6. D'une part, il appartient au juge du plein contentieux des installations classées pour la protection de l'environnement (ICPE) d'apprécier le respect des règles relatives à la forme et la procédure régissant la demande d'autorisation au regard des circonstances de fait et de droit en vigueur à la date de délivrance de l'autorisation, et d'appliquer les règles de fond applicables au projet en cause en vigueur à la date à laquelle il se prononce, sous réserve du respect des règles d'urbanisme, qui s'apprécie au regard des circonstances de fait et de droit applicables à la date de l'autorisation.
7. D'autre part, si, lorsque la délivrance d'une autorisation administrative est subordonnée à l'accord préalable d'une autre autorité, le refus d'un tel accord, qui s'impose à l'autorité compétente pour statuer sur la demande d'autorisation, ne constitue pas une décision susceptible de recours, des moyens tirés de sa régularité et de son bien-fondé peuvent, quel que soit le sens de la décision prise par l'autorité compétente pour statuer sur la demande d'autorisation, être invoqués devant le juge saisi de cette décision.

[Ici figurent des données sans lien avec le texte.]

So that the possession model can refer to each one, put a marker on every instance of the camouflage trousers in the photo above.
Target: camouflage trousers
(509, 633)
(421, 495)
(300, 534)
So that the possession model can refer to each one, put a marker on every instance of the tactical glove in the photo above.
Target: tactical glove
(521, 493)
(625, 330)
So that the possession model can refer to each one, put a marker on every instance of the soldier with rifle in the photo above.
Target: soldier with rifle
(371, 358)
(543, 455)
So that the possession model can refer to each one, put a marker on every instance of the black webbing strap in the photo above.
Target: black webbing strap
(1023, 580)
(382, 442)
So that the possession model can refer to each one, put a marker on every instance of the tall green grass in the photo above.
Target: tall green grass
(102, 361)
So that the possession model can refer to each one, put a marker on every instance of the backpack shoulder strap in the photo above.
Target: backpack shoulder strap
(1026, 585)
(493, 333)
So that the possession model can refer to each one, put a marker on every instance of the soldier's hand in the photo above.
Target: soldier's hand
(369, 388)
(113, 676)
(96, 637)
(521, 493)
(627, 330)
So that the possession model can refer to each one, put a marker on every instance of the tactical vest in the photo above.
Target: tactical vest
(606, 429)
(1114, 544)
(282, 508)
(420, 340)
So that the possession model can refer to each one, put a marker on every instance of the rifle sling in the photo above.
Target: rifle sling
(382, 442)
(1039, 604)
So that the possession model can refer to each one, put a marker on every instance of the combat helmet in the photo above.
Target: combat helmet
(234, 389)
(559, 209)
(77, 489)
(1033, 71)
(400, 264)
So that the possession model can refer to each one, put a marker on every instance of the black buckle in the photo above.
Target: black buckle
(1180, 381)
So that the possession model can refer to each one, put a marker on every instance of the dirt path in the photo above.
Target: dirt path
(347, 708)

8. Pour rejeter la demande d'autorisation environnementale déposée le 7 mars 2019 par la société du parc éolien de Bréhain, le préfet de la Moselle s'est fondé sur l'avis défavorable du 26 juillet 2019, confirmé le 6 juillet 2021 et le 1er septembre 2021 rendu par le ministre des armées au motif que le parc éolien est situé sous un tronçon du réseau de vol à très basse altitude des armées (RTBA) dénommé LF-R 45 N4 défini par un arrêté du 24 janvier 2012 portant création de la zone réglementée identifiée LF-R 45 en France métropolitaine, destiné à protéger les aéronefs des armées qui évoluent à très grande vitesse et par toutes conditions météorologiques et qui ne peut être contourné lorsqu'il est activé qu'en évoluant au-dessus ou en dessous. Cet avis retient que le projet associé à d'autres parcs déjà construits ou autorisés constituerait ainsi un obstacle massif de nature à compromettre ou empêcher le transit sous le RTBA en toute sécurité aux aéronefs volant à vue selon les règles de circulations aériennes civiles ou militaires. Le ministre des armées a ainsi considéré que, compte tenu des autres parcs éoliens existants ou autorisés dans ce secteur, l'implantation de nouveaux aérogénérateurs dans ce secteur serait de nature à induire une contrainte supplémentaire préjudiciable à la sécurité des vols et à l'accomplissement des missions de l'armée. Il en résulte que contrairement à ce que soutient la société requérante, cet avis est suffisamment motivé et n'est pas dépourvu de base légale.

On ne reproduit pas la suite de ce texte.